EDITORS NOTE: Dstillery is a research and marketing firm that we use to find out what visitors to our website are ALSO interested in. Once a week, we randomly pick one of the profile types that Dstillery tells us we should be catering to. The challenge is: can Buzz write a full-length article (250 words minimum) WITHOUT knowing the topic ahead of time or doing any research into the topic? Today’s challenge is…Burger Enthusiasts


I thought everyone was a “burger enthusiast”. Who doesn’t like hamburgers? Even vegans like to pretend to eat burgers…even if the meat is replaced with kelp or sawdust or whatever it is they put in a vegan burger. But, I guess, there are some people who are really, REALLY into hamburgers. Like, above and beyond the norm.

There’s probably a lot of overlap with the “foodie” community. Burger Enthusiasts enjoy what fast food places have to offer.

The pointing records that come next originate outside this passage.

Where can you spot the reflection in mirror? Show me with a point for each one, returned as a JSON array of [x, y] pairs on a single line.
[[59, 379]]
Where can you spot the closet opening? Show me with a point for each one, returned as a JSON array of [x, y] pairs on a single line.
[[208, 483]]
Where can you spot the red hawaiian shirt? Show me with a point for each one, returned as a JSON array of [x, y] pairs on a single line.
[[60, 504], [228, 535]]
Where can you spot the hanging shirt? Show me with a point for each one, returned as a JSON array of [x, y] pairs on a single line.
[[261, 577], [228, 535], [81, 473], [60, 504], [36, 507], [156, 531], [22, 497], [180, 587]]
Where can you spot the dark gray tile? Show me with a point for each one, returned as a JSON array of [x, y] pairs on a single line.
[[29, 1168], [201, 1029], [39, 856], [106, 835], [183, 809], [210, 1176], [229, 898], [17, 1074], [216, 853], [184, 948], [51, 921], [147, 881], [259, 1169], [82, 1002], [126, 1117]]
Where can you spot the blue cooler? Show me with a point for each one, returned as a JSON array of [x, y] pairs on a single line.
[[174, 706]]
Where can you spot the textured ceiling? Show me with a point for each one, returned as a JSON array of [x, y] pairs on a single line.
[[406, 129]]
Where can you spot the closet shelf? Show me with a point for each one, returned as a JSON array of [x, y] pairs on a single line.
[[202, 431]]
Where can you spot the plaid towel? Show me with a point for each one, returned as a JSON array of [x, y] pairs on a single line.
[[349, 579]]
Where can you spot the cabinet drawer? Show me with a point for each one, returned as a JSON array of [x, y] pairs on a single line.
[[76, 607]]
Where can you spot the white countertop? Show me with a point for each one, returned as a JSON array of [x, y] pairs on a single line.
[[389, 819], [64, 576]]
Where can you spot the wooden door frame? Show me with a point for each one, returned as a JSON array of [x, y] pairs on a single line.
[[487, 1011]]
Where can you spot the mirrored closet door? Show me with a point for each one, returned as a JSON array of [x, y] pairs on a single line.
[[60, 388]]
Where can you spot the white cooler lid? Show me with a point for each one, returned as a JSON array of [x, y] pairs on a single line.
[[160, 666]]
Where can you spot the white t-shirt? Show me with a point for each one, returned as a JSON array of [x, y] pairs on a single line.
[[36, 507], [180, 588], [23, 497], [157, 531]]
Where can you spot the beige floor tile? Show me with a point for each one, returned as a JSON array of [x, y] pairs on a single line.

Again, who doesn’t? But I imagine they go out of their way to find new and exciting burger experiences that transcend mere sustenance. I’m picturing someone who, upon visiting a city for the first time, makes it a point to ask the locals, “Who makes the best hamburger in town?” They probably get “McDonald’s” or “Wendy’s” as common answers. That’s because most people AREN’T Burger Enthusiasts like they are.

There’s something wrong with you if your favorite hamburger is from a ubiquitous fast-food place. Your favorite burger should be from some greasy-spoon hole-in-the-wall in your hometown. For me, that was Coleman’s Diner in Okmulgee, Oklahoma. It was on Highway 75 about 45 miles south of Tulsa. To give you an idea of just how good Coleman’s was, they had a helicopter pad in a field next to their restaurant. Nobody in Okmulgee had a helicopter. But, this was in the 70s and 80s when the oil industry was booming. Some of these very wealthy oilmen used to go back and forth between Dallas and Tulsa and some of them had their own helicopters. The helicopters would basically follow Highway 75 all the way from Tulsa to Dallas and vice versa. Coleman’s burgers were SO GOOD…that every week three or four J.R. Ewing types would have their pilots land so they could go in and grab a grease-bomb. If I didn’t mention, Coleman hamburgers were very greasy. After you were finished there was a thin but complete layer of grease still left on your plate. The onion rings were just as good and just as greasy. And they had a coconut cream pie that I still have dreams about to this day.

If you are a good, red-blooded American your favorite burger should come from a place like this.

And now, I can’t stop thinking of hamburgers. Thanks a lot, Dstillery.